Hash: Translation of Chinese characters into messy things. Some people call it "hash ".
To put it simply, hash is used to convert a complex string to obtain a simple number (usually a number ).
For example, "ABCD" is directly added with the values of each character, and then the remainder of 10 is obtained (A + B + C + D) % 10 to get a number, for example, if the result is 5, this 5 represents the ABCD string in a certain sense. In other words, this 5 is also a mark of the string, and it is a simplified Mark, so someone calls this 5 as the string's abstract or fingerprint.
This 5 can be used as the subscript of an array. For example, I construct a pointer array void * hash_array [10], then I can fill in a pointer at the position 5, for example, pointing to the ABCD string.
In this case, if I want to query whether a string exists, I do not need to use the string loop to compare the slow operation on an array, and directly obtain the hash value of a string first, use this hash value to search for it directly in the array subscript, which is much faster, especially when there is a large amount of data.
We can see that when the hash value is calculated above, the result may not start from 0, for example, 5. That is to say, this 5 is an uncertain position in the array, or it can be called a position that is merged. Other locations may remain empty. This is why the array or table is called a hash table.
But there is a problem. The above conversion method is directly added, and then an remainder is obtained. When the string is changed to ABDC, the result is still number 5. This is a problem with the above algorithm, that is, it cannot guarantee a uniqueness.

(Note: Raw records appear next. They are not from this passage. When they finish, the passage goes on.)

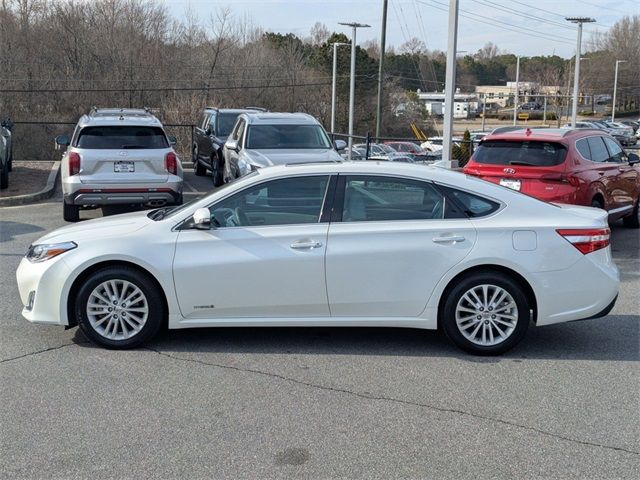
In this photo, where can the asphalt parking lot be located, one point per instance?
(317, 402)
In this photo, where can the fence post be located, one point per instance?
(366, 154)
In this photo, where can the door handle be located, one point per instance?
(305, 245)
(450, 239)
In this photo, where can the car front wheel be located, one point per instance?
(119, 307)
(486, 313)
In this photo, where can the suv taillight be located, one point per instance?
(171, 163)
(74, 163)
(587, 240)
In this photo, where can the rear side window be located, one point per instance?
(530, 153)
(599, 152)
(122, 137)
(473, 205)
(583, 147)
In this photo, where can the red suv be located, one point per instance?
(577, 166)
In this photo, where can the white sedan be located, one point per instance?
(351, 244)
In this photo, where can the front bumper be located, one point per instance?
(44, 282)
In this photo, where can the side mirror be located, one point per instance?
(340, 144)
(202, 219)
(63, 140)
(231, 145)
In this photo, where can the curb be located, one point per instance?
(46, 192)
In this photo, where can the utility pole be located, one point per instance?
(450, 84)
(333, 85)
(381, 67)
(615, 88)
(576, 76)
(515, 98)
(352, 86)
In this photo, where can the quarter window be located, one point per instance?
(599, 152)
(615, 152)
(285, 201)
(373, 198)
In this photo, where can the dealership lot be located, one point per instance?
(316, 403)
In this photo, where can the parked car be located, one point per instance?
(264, 139)
(6, 130)
(208, 139)
(118, 156)
(365, 244)
(575, 166)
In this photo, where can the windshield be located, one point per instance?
(528, 153)
(226, 122)
(122, 137)
(286, 137)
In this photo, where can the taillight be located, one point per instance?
(74, 163)
(587, 240)
(171, 163)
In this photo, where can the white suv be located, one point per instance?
(262, 139)
(118, 156)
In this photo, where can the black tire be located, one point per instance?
(199, 169)
(216, 170)
(633, 220)
(70, 213)
(153, 301)
(4, 176)
(513, 335)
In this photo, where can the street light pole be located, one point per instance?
(515, 98)
(576, 76)
(333, 85)
(352, 85)
(615, 89)
(450, 84)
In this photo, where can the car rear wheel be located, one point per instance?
(633, 220)
(70, 213)
(486, 313)
(119, 307)
(198, 168)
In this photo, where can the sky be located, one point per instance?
(513, 25)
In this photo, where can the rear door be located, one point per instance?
(390, 241)
(122, 154)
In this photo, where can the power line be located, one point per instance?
(174, 89)
(499, 24)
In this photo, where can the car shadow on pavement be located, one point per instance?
(613, 338)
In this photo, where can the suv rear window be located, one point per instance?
(533, 153)
(122, 137)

Therefore, many hash algorithms, such as md4, MD5, and SHA-1, have been studied to ensure uniqueness.
However, this algorithm can still be used. After ABDC returns the hash value of 5, check whether 5 is occupied. If so, add the number to 1, it is 6. If 6 is not used, fill in the value. If the value of a subsequent string is 6, but 6 is occupied, add 1 to it and save it again.
When retrieving data, you can first calculate the hash value and then check whether the content in it is what you want. If not, add 1 to check and finally get one.

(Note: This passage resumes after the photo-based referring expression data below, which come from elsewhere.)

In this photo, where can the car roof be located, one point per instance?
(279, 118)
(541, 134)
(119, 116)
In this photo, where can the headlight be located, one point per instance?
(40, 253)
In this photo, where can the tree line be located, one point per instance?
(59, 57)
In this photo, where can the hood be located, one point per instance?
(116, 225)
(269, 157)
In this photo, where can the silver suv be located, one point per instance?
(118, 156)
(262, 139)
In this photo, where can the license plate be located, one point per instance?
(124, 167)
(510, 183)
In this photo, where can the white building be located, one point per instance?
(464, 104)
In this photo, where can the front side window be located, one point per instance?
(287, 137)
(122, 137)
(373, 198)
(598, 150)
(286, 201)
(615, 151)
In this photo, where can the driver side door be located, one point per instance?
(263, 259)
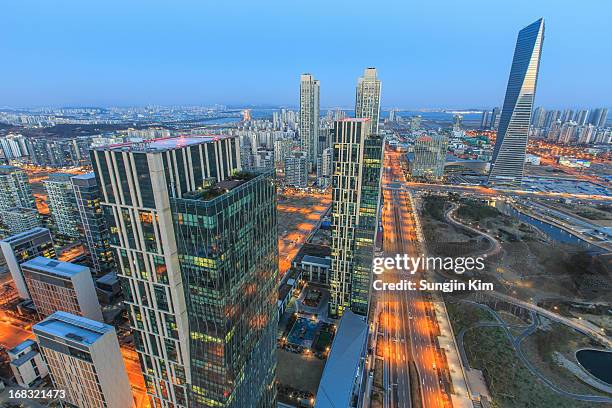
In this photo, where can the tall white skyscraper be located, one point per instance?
(355, 198)
(367, 99)
(309, 116)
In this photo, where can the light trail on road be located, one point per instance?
(407, 328)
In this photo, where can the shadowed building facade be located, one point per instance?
(197, 256)
(511, 143)
(355, 200)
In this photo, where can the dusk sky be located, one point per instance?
(429, 54)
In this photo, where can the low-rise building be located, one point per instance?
(85, 361)
(55, 285)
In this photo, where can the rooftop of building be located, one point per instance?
(354, 120)
(26, 235)
(85, 176)
(316, 260)
(337, 381)
(59, 177)
(312, 250)
(18, 362)
(52, 266)
(20, 210)
(72, 327)
(164, 144)
(22, 346)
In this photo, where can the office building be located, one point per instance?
(325, 167)
(599, 117)
(200, 280)
(13, 146)
(15, 190)
(457, 122)
(309, 117)
(85, 361)
(567, 133)
(18, 219)
(551, 118)
(355, 200)
(586, 134)
(55, 285)
(581, 117)
(296, 170)
(484, 120)
(93, 223)
(495, 117)
(539, 116)
(429, 157)
(367, 99)
(62, 204)
(567, 115)
(511, 143)
(27, 364)
(22, 247)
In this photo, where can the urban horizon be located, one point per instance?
(219, 256)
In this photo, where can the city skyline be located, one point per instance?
(86, 65)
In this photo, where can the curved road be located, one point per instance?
(516, 345)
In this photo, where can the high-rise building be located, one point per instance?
(429, 156)
(586, 134)
(355, 199)
(13, 146)
(22, 247)
(551, 117)
(367, 99)
(200, 277)
(62, 204)
(325, 167)
(581, 117)
(495, 117)
(85, 361)
(55, 285)
(27, 363)
(599, 117)
(484, 120)
(567, 133)
(93, 223)
(457, 122)
(19, 219)
(511, 143)
(567, 115)
(539, 116)
(15, 190)
(296, 170)
(309, 116)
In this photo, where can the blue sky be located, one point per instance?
(453, 54)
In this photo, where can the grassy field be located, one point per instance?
(511, 384)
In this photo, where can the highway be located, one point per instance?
(406, 316)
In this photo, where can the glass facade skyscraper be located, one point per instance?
(196, 248)
(429, 156)
(367, 99)
(228, 251)
(62, 204)
(309, 116)
(355, 200)
(511, 143)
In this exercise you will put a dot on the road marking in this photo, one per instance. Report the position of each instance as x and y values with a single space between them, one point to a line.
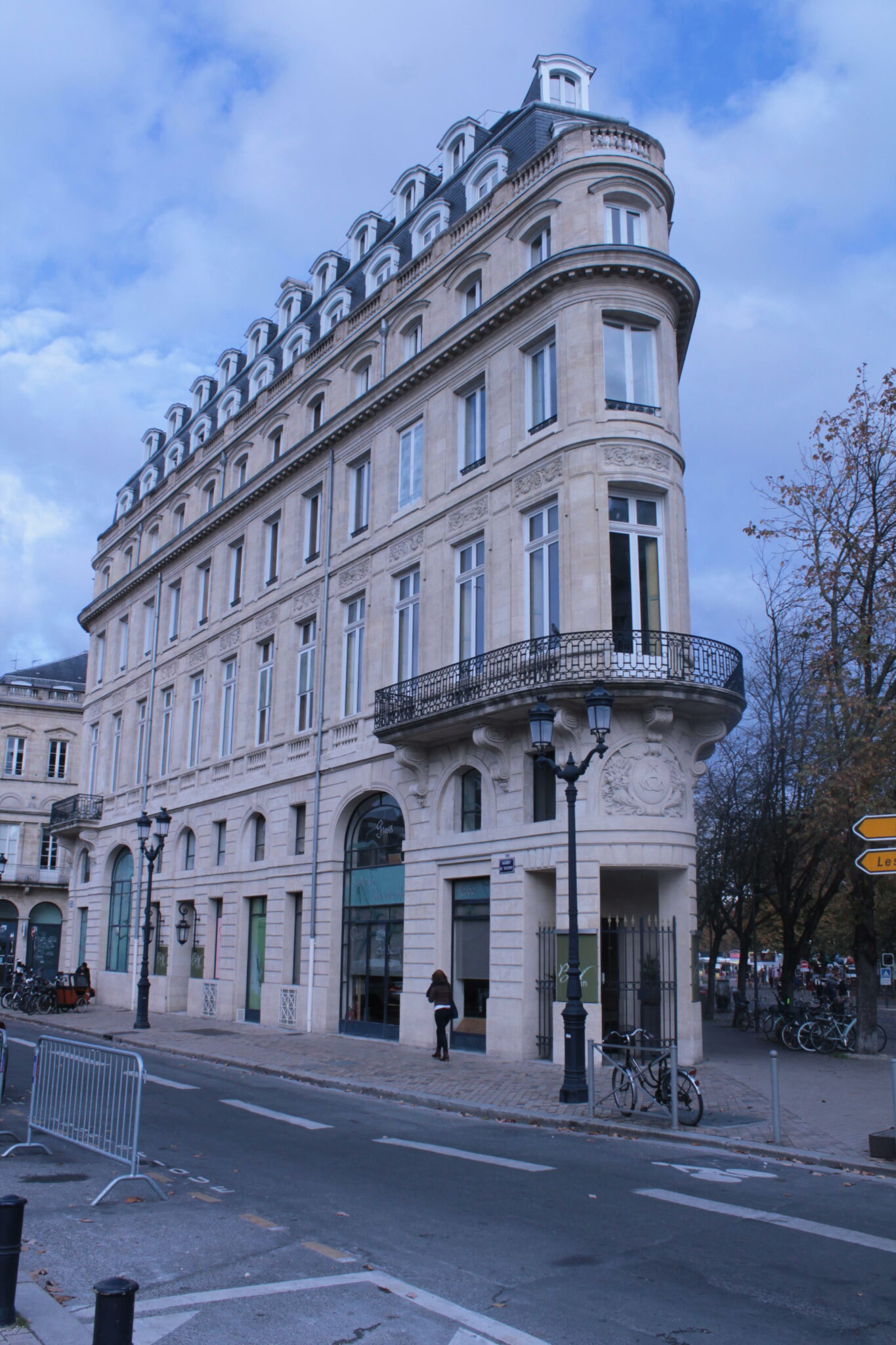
323 1250
465 1153
276 1115
762 1216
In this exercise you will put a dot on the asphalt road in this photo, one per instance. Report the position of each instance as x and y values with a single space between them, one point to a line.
558 1239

So here, the content of the hash table is not organized as an array at the very beginning, but gradually increased in the future.

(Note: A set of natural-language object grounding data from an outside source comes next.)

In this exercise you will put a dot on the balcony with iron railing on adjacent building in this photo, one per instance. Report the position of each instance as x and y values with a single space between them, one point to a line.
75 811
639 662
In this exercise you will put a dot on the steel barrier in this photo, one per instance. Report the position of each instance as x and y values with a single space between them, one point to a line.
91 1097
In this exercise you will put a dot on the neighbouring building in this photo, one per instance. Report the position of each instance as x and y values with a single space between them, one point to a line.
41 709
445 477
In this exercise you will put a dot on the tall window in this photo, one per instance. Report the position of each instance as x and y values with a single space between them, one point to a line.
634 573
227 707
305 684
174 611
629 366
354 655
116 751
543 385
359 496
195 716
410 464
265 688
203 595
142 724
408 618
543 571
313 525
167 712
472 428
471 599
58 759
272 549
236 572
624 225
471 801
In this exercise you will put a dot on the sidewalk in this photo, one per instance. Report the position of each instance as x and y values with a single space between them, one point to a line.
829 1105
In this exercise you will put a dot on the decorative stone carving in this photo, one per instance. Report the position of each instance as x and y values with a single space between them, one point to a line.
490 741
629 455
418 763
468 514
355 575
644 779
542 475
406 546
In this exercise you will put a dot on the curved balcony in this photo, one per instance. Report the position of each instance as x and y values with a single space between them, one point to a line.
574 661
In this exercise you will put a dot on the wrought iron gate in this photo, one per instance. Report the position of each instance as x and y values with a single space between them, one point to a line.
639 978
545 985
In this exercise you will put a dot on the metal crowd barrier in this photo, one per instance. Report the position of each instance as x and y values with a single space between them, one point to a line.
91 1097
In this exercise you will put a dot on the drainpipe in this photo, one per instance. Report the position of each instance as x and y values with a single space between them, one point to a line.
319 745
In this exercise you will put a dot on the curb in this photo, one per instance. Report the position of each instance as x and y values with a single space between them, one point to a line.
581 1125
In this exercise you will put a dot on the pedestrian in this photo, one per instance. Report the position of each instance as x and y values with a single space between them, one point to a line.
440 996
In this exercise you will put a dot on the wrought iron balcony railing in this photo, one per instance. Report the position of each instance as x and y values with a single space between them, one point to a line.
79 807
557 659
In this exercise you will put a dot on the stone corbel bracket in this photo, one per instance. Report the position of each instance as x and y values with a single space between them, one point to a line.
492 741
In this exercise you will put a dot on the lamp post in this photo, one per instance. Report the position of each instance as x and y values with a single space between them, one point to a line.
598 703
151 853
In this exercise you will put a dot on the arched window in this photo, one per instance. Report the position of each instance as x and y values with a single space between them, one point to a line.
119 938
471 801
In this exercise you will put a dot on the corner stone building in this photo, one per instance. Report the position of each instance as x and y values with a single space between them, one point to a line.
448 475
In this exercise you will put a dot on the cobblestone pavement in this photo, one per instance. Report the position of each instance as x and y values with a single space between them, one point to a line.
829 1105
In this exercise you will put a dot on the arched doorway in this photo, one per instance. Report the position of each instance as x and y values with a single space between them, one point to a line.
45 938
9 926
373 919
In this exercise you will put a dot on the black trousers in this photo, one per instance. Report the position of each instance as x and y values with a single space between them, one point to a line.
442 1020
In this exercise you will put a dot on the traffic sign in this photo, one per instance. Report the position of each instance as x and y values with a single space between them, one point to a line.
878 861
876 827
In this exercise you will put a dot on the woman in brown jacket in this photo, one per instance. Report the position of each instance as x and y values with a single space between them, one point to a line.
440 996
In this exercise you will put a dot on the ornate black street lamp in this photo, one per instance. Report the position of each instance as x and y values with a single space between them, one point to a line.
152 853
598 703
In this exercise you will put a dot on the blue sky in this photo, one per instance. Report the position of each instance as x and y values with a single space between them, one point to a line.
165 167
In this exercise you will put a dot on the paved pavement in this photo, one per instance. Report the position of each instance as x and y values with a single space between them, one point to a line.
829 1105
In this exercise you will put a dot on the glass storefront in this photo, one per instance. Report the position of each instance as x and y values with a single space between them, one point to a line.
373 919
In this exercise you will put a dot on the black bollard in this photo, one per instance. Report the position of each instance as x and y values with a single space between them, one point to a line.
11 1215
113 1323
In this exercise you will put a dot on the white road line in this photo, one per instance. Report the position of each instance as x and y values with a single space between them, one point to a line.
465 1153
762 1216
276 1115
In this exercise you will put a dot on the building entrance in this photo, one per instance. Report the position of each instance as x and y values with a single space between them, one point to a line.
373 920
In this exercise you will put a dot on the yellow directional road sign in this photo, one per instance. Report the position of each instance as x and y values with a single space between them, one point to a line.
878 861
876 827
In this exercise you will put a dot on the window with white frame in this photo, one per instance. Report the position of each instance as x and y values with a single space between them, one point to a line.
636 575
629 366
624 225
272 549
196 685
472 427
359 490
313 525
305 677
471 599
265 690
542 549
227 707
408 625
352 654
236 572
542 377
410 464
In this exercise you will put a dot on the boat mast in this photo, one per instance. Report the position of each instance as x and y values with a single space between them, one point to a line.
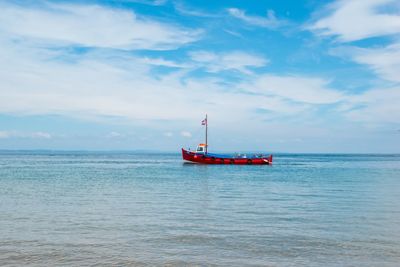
206 133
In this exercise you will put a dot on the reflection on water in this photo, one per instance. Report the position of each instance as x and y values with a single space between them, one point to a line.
151 209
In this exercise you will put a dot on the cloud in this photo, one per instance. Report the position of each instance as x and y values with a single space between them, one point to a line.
168 134
115 135
17 134
379 106
270 21
236 60
359 19
188 11
307 90
186 134
384 61
91 26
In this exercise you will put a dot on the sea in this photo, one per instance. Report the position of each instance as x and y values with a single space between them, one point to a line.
151 209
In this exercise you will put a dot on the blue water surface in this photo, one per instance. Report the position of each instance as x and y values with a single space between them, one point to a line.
148 209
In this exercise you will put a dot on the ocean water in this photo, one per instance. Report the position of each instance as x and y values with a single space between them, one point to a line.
132 209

The content stored in the hash table can generally be a pointer, which can point to a large structure. This structure can contain key and value information.
The hash table can also be an array. You can organize it into a linked list. The node Structure in the linked list can contain a parameter hash_value of the number for quick search.
Although hash is often used for encryption and other occasions, it can also be used in common application code to store simple data, which will improve the code efficiency.